“Initialization” using an iterative Matsuno style scheme in the Eta Model adjustment stage

Summary Following a recent approach of Fox-Rabinovitz an iterative Matsuno or a “Super-Matsuno” style scheme is applied as a filter in the Eta Model. In contrast to Fox-Rabinovitz, we however apply the scheme not for all of the model’s time-differencing but for its adjustment terms only. These distinctions compared to the original Fox-Rabinovitz’-method are made easy to implement by the split time differencing approach of the Eta, and at the same time would appear clearly appropriate for the “initialization” purpose.
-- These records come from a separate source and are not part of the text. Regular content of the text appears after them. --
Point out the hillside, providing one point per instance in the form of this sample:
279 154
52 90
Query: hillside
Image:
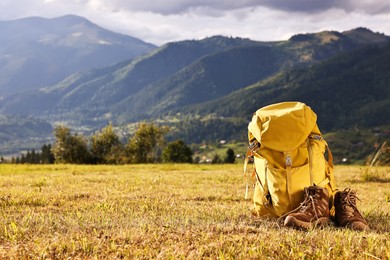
46 51
207 90
177 75
348 90
23 133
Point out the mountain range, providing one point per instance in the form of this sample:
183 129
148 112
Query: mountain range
208 89
46 51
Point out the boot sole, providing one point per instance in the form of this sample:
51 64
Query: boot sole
291 221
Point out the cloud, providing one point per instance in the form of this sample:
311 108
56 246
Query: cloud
172 7
162 21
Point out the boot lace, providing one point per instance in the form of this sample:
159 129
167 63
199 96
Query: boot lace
308 203
348 202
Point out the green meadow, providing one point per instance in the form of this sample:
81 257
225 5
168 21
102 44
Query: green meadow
171 211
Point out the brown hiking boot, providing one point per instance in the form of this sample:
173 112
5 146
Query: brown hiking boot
347 214
313 211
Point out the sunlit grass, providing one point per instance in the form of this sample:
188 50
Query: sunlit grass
172 210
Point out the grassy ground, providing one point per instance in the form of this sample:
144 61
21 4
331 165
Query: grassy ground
170 211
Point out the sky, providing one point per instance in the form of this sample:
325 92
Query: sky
162 21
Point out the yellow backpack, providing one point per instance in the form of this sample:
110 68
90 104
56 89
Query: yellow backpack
289 155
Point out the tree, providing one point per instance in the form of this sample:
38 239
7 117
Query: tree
69 148
146 144
178 152
230 156
106 147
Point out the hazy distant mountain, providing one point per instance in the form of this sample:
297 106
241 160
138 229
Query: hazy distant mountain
37 52
180 74
208 89
348 90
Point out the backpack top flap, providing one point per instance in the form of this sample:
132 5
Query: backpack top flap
283 126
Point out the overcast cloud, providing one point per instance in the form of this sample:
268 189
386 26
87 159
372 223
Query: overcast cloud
172 20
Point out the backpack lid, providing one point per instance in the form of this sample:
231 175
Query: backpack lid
283 126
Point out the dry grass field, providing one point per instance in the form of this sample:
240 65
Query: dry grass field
170 211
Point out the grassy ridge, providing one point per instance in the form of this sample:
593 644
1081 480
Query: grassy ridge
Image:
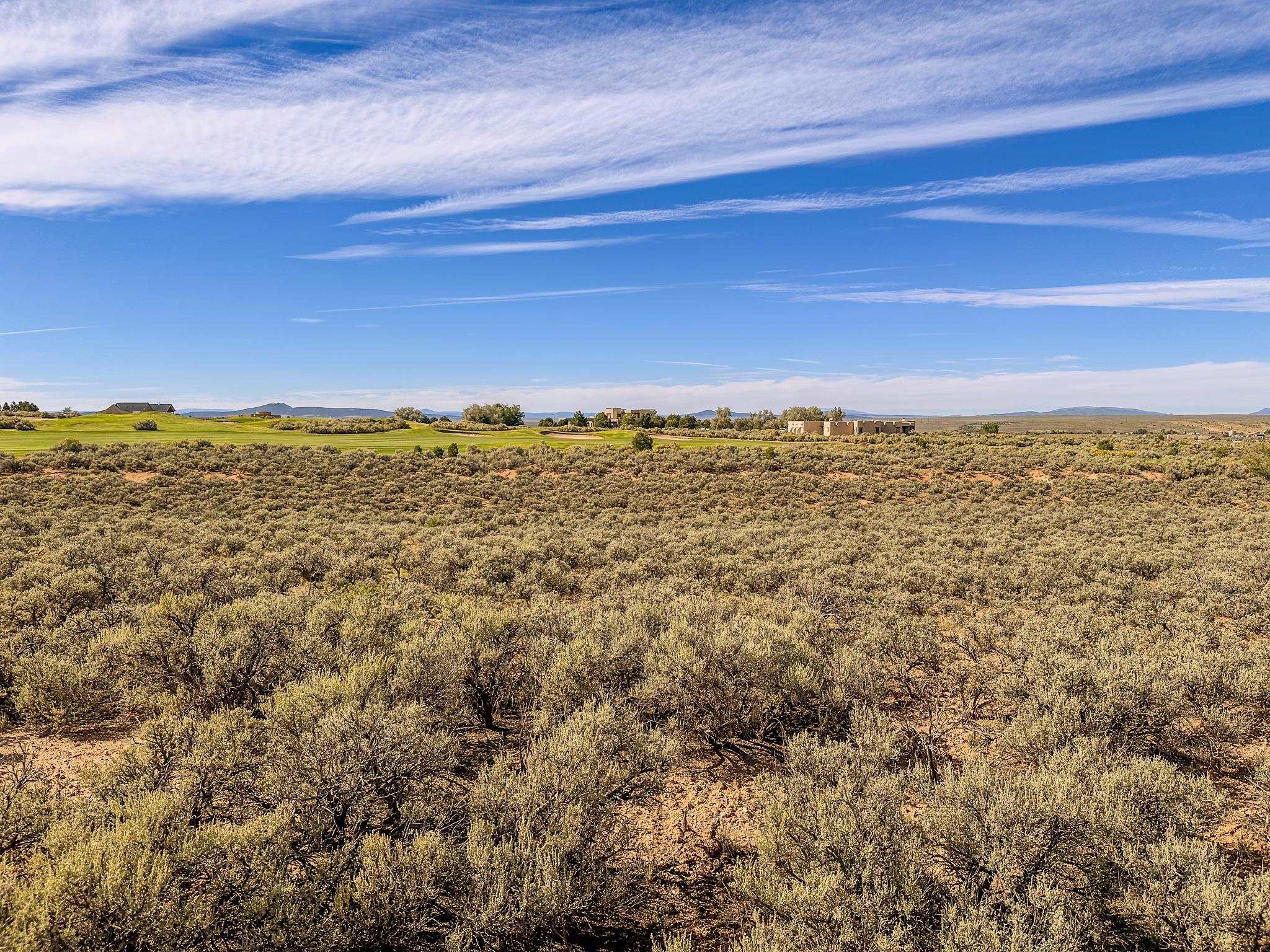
111 428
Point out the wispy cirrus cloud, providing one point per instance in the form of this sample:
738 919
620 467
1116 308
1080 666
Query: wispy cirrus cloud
361 253
43 330
1197 225
1044 179
694 363
489 110
508 299
1238 295
42 36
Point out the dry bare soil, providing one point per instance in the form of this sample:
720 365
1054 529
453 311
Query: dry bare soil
933 694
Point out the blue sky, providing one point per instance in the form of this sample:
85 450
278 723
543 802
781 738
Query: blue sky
922 208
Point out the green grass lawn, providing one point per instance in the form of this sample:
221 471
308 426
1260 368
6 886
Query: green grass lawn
110 428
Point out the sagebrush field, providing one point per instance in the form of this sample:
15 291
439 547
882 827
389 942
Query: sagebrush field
935 694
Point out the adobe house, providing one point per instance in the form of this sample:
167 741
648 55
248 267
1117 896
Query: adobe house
615 413
140 409
850 428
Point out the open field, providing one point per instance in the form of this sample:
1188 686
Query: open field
104 430
110 428
930 695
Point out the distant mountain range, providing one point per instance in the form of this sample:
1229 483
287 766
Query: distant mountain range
287 410
342 412
1085 412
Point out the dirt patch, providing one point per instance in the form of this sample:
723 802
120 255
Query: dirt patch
689 838
63 757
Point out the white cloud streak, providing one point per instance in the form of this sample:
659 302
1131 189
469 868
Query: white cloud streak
1046 179
43 330
361 253
494 111
507 299
1197 225
695 363
42 36
1238 295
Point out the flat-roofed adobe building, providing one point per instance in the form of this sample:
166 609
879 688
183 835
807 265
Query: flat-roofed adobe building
140 409
616 413
850 428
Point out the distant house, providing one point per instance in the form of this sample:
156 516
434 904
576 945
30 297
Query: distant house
850 428
140 409
616 413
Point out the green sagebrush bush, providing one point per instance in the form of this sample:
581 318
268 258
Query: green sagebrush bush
356 853
982 676
1076 855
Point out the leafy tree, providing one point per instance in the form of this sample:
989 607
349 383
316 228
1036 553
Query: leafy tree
802 413
505 414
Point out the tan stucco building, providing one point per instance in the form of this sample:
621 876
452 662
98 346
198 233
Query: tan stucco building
850 428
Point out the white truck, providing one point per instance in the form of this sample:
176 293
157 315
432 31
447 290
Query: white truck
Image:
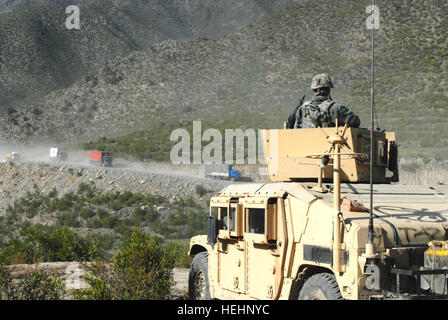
58 154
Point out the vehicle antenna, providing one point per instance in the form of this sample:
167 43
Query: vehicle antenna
370 247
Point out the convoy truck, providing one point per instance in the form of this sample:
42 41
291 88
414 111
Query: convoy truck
221 171
102 158
12 157
317 231
58 154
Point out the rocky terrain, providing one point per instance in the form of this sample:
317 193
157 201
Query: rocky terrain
254 77
17 179
38 54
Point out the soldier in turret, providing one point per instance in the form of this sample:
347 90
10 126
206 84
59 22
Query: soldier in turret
322 111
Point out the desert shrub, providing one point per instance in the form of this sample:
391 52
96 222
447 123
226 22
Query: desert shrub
39 244
36 285
87 213
68 219
200 190
142 269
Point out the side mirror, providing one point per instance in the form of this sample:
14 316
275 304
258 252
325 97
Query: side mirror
212 229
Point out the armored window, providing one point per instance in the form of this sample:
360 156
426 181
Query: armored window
229 220
255 220
224 218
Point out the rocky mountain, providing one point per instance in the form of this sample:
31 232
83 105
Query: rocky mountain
254 77
38 54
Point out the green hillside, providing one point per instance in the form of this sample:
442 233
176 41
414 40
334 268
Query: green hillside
38 54
256 75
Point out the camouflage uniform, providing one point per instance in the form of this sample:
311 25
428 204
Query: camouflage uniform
322 111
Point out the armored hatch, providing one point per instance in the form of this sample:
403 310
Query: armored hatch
286 154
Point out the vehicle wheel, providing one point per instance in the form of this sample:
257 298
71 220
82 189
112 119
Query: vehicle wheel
321 286
198 286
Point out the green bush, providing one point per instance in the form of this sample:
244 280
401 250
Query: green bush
200 190
143 269
36 285
39 244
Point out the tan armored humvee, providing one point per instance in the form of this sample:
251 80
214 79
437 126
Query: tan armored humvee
305 234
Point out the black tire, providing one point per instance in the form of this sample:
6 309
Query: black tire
321 286
198 285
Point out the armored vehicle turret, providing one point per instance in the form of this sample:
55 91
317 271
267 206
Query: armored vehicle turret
305 234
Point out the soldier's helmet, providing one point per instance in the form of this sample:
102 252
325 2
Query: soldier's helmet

In addition, while Fox-Rabinovitz emphasizes the use of the method within a long time-scale data assimilation framework, we are focusing on the impact of the method in a short-range forecasting environment/time-scale.After a short one hour “initialization” procedure is completed, standard model integration is continued, now very much free of noise. The Super-Matsuno style scheme is found to balance initially unbalanced external and internal modes and to significantly reduce the high-frequency noise during the first 6 time steps. In a control case noise also reduces in amplitude as integration proceeds, but at a much slower rate. The model integration results with and without “initialization” after 6 hours are however very similar. Even so, it is to be expected that small differences, given that they have resulted from the removal of spurious initial noise, have to be beneficial.